# Ul1699c



## chicken steve (Mar 22, 2011)

Why has UL1699C been withdrawn....?:blink:


Pg 70




> Informational Note No. 1: For information on combination-type and branch/feedertype
> arc-fault circuit interrupters, see UL 1699-2011 2013 , Standard for Arc-Fault
> Circuit Interrupters. For information on outlet branch-circuit type arc-fault circuit
> interrupters, see UL Subject 1699A, Outline of Investigation for Outlet Branch Circuit
> ...



~CS~


----------



## macmikeman (Jan 23, 2007)

Spend the thirty four dollars and sell to customer at 66. You will be behind the wheel driving another clunker in no time once you learn this.


----------



## Southeast Power (Jan 18, 2009)

It seems to me like 
1699a is for 20 amp combos AFCI
1699b is for photovoltaic arc-fault devices
1699c is for 15 amp combo AFCI

I haven't seen these yet, only the circuit breaker type.


----------



## don_resqcapt19 (Jul 18, 2010)

It is my understanding the 1699C was related to the rule in 210.12(A)(3). This section required the use of a "listed supplemental arc protection circuit breaker".
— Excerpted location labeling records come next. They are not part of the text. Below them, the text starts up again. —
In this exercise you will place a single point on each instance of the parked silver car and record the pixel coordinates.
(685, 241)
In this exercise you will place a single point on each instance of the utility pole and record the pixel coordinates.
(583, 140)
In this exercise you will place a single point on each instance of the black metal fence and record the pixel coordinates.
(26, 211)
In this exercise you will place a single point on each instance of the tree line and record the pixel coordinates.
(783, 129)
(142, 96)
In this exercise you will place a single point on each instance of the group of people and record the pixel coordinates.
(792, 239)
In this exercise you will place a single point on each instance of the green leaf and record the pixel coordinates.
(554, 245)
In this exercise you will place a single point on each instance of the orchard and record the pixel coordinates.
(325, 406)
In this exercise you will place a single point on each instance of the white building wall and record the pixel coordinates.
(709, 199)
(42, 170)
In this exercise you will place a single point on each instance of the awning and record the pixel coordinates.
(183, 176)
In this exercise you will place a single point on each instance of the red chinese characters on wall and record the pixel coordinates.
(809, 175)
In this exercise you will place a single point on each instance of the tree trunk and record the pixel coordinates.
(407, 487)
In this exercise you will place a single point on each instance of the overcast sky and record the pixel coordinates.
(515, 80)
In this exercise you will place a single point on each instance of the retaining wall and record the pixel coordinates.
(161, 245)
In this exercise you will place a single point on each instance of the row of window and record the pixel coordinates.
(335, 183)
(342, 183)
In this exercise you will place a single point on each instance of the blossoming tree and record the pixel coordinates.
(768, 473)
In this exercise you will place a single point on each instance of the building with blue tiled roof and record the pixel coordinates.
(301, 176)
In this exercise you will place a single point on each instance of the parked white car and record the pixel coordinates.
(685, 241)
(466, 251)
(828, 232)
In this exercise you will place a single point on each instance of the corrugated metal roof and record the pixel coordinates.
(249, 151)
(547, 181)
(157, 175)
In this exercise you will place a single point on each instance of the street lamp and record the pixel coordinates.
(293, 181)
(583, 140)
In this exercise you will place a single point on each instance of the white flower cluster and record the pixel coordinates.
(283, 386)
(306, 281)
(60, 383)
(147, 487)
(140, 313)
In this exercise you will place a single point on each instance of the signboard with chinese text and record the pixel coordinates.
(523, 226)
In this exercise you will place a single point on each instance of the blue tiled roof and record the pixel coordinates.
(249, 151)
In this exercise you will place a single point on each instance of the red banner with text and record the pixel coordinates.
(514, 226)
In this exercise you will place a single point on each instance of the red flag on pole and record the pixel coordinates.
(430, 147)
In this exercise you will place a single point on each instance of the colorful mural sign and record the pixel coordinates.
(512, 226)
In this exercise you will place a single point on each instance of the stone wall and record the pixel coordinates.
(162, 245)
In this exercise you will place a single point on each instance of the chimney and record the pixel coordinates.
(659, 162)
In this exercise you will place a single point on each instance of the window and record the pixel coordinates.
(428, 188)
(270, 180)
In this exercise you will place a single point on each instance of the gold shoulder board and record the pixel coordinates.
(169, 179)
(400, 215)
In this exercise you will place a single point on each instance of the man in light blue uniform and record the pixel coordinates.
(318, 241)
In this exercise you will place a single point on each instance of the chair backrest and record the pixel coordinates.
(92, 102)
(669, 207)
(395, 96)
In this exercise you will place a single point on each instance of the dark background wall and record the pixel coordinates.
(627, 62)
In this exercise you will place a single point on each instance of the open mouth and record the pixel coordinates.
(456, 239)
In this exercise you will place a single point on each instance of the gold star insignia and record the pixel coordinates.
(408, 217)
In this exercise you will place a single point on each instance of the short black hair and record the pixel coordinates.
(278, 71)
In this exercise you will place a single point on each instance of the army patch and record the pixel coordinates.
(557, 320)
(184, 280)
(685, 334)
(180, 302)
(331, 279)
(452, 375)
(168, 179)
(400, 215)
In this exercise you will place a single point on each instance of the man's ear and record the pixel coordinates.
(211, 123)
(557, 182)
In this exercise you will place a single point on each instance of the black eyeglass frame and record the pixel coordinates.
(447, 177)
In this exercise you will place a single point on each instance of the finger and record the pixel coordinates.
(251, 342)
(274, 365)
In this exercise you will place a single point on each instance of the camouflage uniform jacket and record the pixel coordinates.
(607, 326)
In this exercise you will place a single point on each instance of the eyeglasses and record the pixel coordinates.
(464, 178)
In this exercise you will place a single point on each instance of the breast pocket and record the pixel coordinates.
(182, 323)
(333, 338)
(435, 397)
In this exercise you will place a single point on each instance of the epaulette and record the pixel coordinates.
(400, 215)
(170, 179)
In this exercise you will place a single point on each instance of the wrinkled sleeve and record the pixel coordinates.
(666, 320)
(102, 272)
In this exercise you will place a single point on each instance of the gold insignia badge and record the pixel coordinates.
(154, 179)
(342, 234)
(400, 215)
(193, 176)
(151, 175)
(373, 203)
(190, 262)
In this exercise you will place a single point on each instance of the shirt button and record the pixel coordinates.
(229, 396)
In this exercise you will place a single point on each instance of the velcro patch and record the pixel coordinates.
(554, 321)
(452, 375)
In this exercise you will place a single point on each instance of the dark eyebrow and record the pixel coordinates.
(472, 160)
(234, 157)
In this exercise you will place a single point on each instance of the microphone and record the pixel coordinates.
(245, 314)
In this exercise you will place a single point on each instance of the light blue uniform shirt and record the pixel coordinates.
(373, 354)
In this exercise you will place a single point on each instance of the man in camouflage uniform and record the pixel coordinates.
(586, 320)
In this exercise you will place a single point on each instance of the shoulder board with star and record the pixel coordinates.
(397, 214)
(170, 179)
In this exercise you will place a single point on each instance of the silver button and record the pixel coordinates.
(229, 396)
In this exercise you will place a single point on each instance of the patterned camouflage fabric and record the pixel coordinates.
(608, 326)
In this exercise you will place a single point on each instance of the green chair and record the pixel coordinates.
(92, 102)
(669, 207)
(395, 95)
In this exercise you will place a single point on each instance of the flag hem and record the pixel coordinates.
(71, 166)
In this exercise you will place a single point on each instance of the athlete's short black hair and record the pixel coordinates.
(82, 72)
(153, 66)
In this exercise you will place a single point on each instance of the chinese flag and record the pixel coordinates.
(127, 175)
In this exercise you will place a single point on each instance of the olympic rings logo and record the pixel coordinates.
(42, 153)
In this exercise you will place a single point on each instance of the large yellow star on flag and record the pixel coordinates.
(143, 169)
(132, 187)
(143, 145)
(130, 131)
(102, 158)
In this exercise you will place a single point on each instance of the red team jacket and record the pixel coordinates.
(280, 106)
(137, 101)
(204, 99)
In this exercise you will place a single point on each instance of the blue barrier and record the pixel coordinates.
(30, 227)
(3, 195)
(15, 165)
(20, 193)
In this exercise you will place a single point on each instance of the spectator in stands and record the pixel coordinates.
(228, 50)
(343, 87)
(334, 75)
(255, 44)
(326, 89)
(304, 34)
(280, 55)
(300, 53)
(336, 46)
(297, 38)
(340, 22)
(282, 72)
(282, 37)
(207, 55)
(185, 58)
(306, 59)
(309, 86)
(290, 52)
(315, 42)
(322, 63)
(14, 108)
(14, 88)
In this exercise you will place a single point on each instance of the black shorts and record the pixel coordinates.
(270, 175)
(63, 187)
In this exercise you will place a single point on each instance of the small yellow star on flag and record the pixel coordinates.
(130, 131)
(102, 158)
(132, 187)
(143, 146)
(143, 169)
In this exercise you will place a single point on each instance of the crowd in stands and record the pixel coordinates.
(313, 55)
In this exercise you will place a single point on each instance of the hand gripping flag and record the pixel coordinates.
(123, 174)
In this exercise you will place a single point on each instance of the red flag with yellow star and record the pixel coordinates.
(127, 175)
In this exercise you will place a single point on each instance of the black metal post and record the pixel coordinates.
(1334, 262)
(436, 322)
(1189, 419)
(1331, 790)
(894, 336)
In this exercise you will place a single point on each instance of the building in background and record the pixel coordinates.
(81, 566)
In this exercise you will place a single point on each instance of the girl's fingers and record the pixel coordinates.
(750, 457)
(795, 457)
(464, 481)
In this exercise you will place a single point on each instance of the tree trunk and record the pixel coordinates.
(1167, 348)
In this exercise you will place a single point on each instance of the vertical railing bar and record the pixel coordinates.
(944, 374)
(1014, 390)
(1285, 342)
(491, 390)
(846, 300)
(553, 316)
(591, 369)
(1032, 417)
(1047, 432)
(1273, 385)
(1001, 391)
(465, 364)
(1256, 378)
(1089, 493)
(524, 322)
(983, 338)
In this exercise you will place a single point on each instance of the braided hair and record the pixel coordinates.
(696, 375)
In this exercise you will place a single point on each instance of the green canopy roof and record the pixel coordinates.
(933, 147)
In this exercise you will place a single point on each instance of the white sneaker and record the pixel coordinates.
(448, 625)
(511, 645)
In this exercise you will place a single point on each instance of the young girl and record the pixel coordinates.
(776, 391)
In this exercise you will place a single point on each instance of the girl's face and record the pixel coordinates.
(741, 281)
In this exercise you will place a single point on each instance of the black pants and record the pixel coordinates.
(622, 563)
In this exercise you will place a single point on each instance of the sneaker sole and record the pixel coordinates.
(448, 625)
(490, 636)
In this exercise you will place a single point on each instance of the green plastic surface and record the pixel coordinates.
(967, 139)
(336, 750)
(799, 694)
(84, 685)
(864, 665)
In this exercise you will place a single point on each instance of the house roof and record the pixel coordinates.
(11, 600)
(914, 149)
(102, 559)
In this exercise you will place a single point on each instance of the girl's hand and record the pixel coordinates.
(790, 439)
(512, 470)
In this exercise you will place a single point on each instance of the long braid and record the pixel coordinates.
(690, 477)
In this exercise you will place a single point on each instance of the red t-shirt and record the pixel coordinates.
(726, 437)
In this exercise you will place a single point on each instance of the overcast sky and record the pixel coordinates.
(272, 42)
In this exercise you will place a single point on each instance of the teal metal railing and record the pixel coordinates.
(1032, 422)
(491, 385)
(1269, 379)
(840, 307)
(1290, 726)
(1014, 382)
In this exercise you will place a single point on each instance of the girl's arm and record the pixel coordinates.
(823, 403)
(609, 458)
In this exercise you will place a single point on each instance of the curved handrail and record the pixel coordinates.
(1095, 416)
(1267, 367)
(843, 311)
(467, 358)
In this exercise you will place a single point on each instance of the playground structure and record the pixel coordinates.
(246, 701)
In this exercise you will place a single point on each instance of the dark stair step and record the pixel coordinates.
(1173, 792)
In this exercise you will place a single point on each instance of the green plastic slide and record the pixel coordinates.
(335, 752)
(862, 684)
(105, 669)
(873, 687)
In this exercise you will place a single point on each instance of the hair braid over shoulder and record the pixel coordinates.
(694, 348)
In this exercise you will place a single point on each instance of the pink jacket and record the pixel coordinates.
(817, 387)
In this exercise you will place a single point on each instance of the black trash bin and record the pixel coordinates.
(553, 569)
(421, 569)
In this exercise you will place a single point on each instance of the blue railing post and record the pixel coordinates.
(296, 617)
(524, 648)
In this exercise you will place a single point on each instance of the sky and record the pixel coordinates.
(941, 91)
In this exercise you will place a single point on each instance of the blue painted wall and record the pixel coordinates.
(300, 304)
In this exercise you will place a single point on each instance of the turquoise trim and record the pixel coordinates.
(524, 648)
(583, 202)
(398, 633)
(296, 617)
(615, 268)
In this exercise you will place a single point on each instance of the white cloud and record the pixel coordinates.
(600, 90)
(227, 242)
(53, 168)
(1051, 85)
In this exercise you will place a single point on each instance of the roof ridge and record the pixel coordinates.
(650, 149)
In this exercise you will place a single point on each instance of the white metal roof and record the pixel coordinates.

1669C would have provided the standard for the breaker that is required in that section. There are no plans to create a standard for a "listed supplemental arc protection circuit breaker" and no need for 1699C.


----------



## chicken steve (Mar 22, 2011)

I'm confused...

Why would UL create a standard for something that doesn't exist ?

~CS~


----------



## Southeast Power (Jan 18, 2009)

don_resqcapt19 said:


> It is my understanding the 1699C was related to the rule in 210.12(A)(3). This section required the use of a "listed supplemental arc protection circuit breaker".
> 
> 1669C would have provided the standard for the breaker that is required in that section. There are no plans to create a standard for a "listed supplemental arc protection circuit breaker" and no need for 1699C.


I read it as the listing for combo receptacles, not as breakers.


----------



## Meadow (Jan 14, 2011)

don_resqcapt19 said:


> It is my understanding the 1699C was related to the rule in 210.12(A)(3). This section required the use of a "listed supplemental arc protection circuit breaker".
> 
> 1669C would have provided the standard for the breaker that is required in that section. There are no plans to create a standard for a "listed supplemental arc protection circuit breaker" and no need for 1699C.



I thought that was supposed to be through UL489 as the supplemental arc breaker has no electronics?


----------